With greater elucidation of the molecular characteristics of AML, the emergence of more effective targeted therapies is possible. Enasidenib, an inhibitor of mutant isocitrate dehydrogenase 2 (IDH2) protein that promotes differentiation of leukemic myeloblasts, recently received regulatory approval based on a single-arm trial. The overall response rate in this study was 38.5%, including a composite complete remission rate of 26.6% at a dose of 100 mg daily.⁵⁹ IDH differentiation syndrome, akin to the differentiation syndrome seen in acute promyelocytic leukemia, occurred in approximately 12% of the patients, with the most frequent manifestations being dyspnea, fever, pulmonary infiltrates, and hypoxia.⁶⁰

Survival of patients who relapse following transplant is particularly poor.
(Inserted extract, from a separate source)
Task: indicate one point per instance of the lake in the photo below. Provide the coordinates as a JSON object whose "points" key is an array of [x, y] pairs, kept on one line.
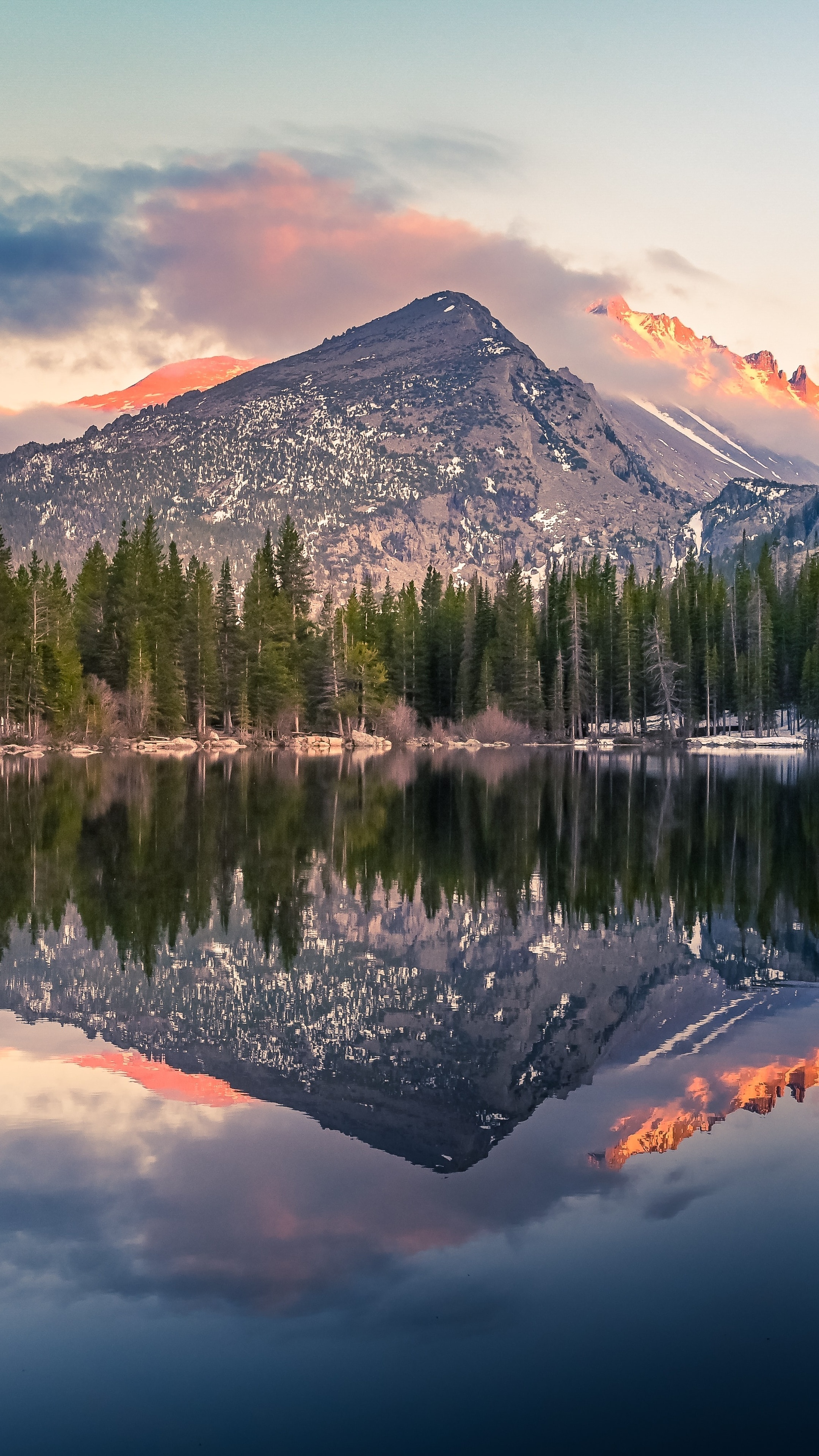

A recent Center for International Blood and Marrow Transplant Research study found a 3-year OS ranging from a dismal 4% for those who present with early relapses (within 1 to 6 months) post-transplant to a more modest 38% for those who relapsed ≥ 3 years after their first transplant.⁶¹ The German Cooperative Transplant Study Group have suggested that azacitidine or chemotherapy followed by donor-lymphocyte infusions might improve responses over chemotherapy alone.⁶² Ipilimumab-based CTLA-4 blockade was reported to produce responses in a small cohort of patients, which was particularly notable in patients presenting with extramedullary manifestations of relapse.⁶³ In patients who are otherwise fit but have a florid relapse, a second transplant can sometimes be sought, but the value of a different donor for second transplant is unclear.³

Case 1 Conclusion

Given his relatively young age, suitability for intensive therapy, and the presence of a core- binding factor abnormality, the patient is treated with an induction regimen containing daunorubicin, cytarabine, and GO (7+3 + GO). He achieves complete remission. This is followed by consolidation chemotherapy with high-dose cytarabine and GO. Allo-SCT is reserved for later should the AML relapse. Note that dasatinib, a c-KIT inhibitor, can be added to the treatment regimens as per the results of the CALGB 10801 protocol.⁶⁴ Also, autologous SCT, instead of allo-SCT, can be considered in rare situations with relapsed core-binding factor AML (especially with inv(16) AML, younger patients, longer time in complete remission prior to relapse, and use of GO).